One of the most useful pieces of advice I’ve been given in my teaching career is ‘always leave them wanting more..’ It’s a good piece of advice.
Bored kids are kids that get into trouble.
Bored kids bully.
Bored kids break and destroy school property.
Bored kids get into fights.
Yet now I wonder if that advice also has a flip side. By keeping kids constantly on the go and never having a chance to be bored, they turn to quick fixes to entertain themselves.
As part of our Unit of Inquiry into how decisions impact our wellbeing, I planned a provocation with my class. I challenged them a task to do – keeping new learners at school safe – put the instructions up the board. The second instruction was ‘no rules’ the kids could do whatever they liked for 30 minutes.
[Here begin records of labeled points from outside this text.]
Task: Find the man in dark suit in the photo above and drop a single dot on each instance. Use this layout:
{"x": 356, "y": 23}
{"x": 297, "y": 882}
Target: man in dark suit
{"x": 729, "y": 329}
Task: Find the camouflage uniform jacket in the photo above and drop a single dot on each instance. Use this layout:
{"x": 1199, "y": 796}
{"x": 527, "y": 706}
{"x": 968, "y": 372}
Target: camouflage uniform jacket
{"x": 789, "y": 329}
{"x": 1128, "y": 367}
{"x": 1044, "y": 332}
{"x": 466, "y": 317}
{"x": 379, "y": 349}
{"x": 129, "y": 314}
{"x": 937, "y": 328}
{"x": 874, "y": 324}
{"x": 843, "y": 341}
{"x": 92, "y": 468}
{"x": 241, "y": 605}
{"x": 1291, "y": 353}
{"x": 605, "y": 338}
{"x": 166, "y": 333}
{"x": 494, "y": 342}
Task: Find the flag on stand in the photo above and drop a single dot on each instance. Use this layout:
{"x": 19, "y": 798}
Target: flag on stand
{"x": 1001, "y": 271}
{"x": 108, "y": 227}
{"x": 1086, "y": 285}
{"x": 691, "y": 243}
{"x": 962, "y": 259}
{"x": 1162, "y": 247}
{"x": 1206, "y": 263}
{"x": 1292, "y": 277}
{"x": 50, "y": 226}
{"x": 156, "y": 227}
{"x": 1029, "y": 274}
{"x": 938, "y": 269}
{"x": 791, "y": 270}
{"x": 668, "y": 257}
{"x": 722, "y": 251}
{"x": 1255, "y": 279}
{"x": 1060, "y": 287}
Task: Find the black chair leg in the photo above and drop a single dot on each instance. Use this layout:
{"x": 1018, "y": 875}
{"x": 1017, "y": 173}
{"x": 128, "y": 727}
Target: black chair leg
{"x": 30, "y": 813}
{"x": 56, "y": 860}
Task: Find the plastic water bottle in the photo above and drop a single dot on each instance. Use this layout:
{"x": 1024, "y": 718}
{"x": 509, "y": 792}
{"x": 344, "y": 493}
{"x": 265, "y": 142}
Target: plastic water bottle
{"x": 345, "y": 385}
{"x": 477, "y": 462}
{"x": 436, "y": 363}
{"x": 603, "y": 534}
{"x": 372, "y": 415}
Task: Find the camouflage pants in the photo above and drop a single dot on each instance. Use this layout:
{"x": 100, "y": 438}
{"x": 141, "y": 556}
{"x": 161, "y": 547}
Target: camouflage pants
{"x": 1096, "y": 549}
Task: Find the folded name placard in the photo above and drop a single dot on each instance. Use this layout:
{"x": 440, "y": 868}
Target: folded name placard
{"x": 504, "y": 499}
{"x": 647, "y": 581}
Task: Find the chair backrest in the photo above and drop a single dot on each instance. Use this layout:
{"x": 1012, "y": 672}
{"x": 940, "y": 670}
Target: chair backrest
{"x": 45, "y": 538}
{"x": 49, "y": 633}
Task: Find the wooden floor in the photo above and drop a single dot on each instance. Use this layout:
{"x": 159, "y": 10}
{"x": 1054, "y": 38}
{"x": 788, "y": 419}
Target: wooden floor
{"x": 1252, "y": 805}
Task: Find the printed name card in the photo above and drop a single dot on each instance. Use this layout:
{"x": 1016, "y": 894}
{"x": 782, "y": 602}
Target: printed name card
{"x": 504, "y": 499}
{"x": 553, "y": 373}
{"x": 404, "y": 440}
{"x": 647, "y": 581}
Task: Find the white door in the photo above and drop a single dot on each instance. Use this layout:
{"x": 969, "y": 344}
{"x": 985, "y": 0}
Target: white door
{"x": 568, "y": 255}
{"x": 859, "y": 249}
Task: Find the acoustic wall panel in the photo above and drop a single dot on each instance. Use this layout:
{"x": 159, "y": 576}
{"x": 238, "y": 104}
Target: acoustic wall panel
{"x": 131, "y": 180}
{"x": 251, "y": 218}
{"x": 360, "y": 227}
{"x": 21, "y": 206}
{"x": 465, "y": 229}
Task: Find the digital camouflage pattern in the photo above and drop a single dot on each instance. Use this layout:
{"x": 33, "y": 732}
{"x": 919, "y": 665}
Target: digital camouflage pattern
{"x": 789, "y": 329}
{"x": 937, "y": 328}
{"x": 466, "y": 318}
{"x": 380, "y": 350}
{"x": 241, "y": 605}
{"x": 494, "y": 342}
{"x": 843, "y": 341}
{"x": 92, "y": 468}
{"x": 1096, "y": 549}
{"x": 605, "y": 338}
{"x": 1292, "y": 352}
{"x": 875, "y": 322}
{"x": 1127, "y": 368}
- It took some time for the kids in my class to make decisions without an an adult telling them what to do.
- Most kids figured out that this being school, they’d need to complete a task.
- Many of the kids wanted to run around the classroom and throw things around because it was ‘against the rules.’
- Some of children fell over while they were running around.
- The kids only lasted 10 minutes with running around before they became bored and concerned about injury.
- Not one child was building or creating with their hands despite the materials being in the classroom.
- The only children drawing or making videos were those children completing the task.
- Not one child was reading a book.
- The only children who went outside were the ones completing the task
- It took 10 minutes before the first computer was being fired up to play Minecraft. By the end most of the boys and a small number of girls were staring at a screen.
This could be a sign of society going to waste. Kids who would rather stare at a screen rather than interact with other or even go outside to kick a football around. The kids were genuinely disappointed that they hadn’t considered going outside or making circuits until I pointed it out to them.
Yet I prefer to see it as an opportunity for learning for the children.
- That they are more prone to risky behaviour and injury when they are bored.
- That they need to develop spacial awareness of the best places to play.
- That they turn to video games because they aren’t mindful of alternatives.
As a teacher I’m mindful that I might be part of the problem.
- That the kids know they need to ‘do school’ and ‘complete tasks.’
- That I’m always keeping the kids busy and on task I’m missing opportunities for authentic learning.
- That they physical classroom environment isn’t conducive to independent learning.
- That kids need to fall over and seeing others fall over to get them to appreciate those rules.